Survey Shows Consumers Willing to Pay More for Hamburger, Deli Ham and Pork ChopsTue, 18 Mar 2014 11:11:27 CDT
Americans are more willing to pay higher prices for hamburger, deli ham and pork chops than they were last month. That's according to the latest willingness-to-pay survey conducted as part of Oklahoma State University's monthly Food Demand Survey. The survey also showed consumers were less tolerant of high prices for chicken and steak in March than they were in February.
Survey respondents said they would pay an average of $2.20 for deli ham in March. That was up 23 cents from the month before. They also said they would pay 22 cents more for a pound of hamburger and eight cents more per pound of pork chops.
Their willingness to pay for beans and rice dropped nearly 24 percent in this latest survey.
The survey was conducted with at least 1,000 shoppers and was weighted to match the U.S. population in terms of gender, race, age, education and region of residence.
Consumers' willingness to pay for steak dropped four percent over the month, from $6.87 per pound to $6.59 per pound. Chicken breasts saw a slightly lower decline in willingness to pay from $5.04 to $486 per pound.
Survey respondents reported their expenditures on groceries rose 1.01 percent in February and their spending on meals away from home dropped .31 percent. They say they are eating out less often than in the past.
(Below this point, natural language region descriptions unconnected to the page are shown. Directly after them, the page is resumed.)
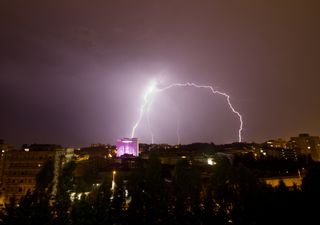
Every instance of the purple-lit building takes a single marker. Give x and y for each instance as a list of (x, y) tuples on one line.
[(128, 146)]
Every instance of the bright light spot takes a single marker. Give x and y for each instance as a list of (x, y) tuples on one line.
[(211, 162)]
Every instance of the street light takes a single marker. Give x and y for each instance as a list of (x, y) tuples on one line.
[(113, 184)]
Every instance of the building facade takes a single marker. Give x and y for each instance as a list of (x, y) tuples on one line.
[(20, 168)]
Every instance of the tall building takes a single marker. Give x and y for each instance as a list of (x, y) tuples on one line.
[(20, 168), (307, 145), (129, 146)]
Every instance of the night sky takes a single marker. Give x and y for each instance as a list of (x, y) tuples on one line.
[(74, 72)]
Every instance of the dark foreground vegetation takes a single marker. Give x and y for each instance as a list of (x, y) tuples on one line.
[(230, 194)]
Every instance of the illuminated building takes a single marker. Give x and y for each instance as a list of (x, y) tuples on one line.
[(20, 168), (127, 146), (307, 145)]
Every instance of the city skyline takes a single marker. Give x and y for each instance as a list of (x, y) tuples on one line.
[(75, 74)]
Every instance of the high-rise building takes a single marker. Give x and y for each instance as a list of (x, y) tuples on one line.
[(129, 146)]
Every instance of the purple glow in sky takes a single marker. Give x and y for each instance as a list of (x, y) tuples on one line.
[(148, 99), (74, 72)]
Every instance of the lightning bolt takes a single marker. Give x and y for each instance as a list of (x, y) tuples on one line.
[(153, 89), (148, 120)]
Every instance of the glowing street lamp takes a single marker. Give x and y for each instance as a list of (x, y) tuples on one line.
[(113, 184)]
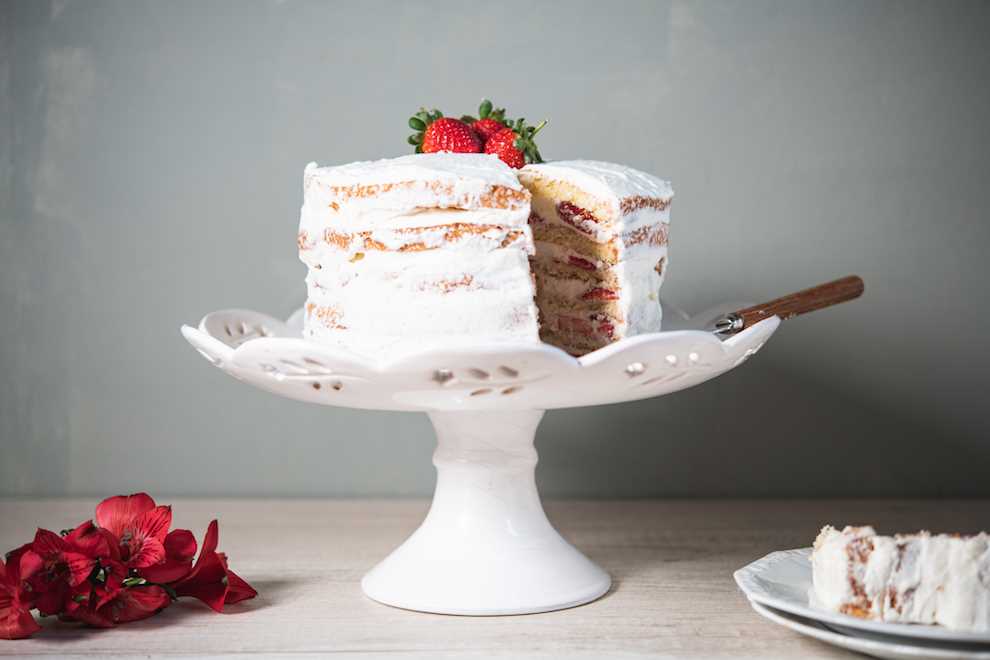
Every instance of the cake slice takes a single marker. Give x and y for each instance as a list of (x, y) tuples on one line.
[(600, 233), (418, 251), (917, 578)]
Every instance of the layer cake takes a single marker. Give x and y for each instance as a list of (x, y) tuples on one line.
[(421, 250)]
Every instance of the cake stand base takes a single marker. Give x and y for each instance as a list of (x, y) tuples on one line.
[(486, 546)]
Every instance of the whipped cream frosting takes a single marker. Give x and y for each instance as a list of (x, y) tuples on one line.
[(467, 170), (383, 302), (419, 285), (919, 578)]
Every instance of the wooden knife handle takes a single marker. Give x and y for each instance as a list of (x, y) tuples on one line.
[(802, 302)]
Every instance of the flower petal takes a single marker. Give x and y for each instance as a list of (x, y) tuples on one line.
[(180, 544), (122, 511), (17, 623), (136, 603), (150, 553), (206, 581), (50, 598), (171, 570), (154, 523), (211, 539), (87, 539), (79, 565), (27, 564), (237, 589), (47, 543)]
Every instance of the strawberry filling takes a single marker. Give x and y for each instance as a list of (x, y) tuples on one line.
[(599, 325), (600, 293), (581, 263), (577, 217)]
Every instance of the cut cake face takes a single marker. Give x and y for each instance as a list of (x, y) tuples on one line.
[(601, 233), (913, 578)]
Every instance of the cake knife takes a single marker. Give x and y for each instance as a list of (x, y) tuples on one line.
[(794, 304)]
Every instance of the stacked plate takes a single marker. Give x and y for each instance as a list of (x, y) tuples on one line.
[(779, 589)]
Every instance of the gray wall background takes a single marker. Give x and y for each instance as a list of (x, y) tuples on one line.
[(151, 158)]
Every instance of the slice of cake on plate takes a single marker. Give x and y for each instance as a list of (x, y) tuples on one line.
[(916, 578), (417, 251), (601, 251)]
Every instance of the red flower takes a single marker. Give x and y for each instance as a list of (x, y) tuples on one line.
[(180, 547), (16, 620), (54, 565), (128, 604), (139, 526), (210, 580)]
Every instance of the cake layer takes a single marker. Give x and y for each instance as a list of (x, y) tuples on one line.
[(919, 578), (576, 332), (440, 180), (332, 245), (388, 300), (597, 200)]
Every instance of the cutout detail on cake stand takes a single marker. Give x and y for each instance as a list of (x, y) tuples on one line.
[(486, 546)]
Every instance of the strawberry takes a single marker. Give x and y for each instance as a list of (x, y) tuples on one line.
[(514, 145), (490, 120), (486, 128), (512, 141), (503, 145), (438, 133)]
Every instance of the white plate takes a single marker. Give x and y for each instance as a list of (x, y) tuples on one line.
[(878, 646), (782, 580)]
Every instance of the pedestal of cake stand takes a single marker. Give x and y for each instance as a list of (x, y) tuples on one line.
[(486, 546)]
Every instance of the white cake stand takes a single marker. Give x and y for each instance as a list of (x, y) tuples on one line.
[(486, 546)]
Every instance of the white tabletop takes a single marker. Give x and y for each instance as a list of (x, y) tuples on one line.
[(672, 564)]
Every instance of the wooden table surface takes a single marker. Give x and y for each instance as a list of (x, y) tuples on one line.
[(671, 562)]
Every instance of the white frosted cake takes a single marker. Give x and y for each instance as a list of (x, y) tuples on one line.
[(601, 251), (419, 250), (437, 249), (917, 578)]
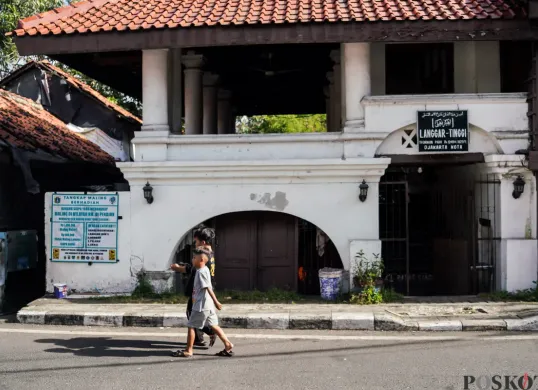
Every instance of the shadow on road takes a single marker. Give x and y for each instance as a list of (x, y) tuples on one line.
[(108, 347)]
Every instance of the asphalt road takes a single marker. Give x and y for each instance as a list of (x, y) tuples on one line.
[(93, 358)]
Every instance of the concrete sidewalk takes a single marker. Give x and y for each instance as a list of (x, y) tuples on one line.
[(476, 316)]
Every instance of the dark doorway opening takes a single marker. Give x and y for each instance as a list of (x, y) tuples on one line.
[(261, 250), (419, 68), (438, 227)]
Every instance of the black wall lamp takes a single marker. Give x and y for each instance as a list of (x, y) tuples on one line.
[(148, 193), (519, 187), (363, 188)]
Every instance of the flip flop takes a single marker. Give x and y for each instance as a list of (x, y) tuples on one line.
[(180, 353), (225, 353), (212, 340)]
The Food Demand Survey also reported consumers expect to see higher beef prices in the coming weeks along with higher chicken and pork prices.
When it comes to purchasing foods, survey respondents reported their main challenge is now finding affordable foods. They are less concerned than in the past with food safety issues and animal welfare issues.
The Food Demand Survey is compiled monthly by Jason Lusk of Oklahoma State University.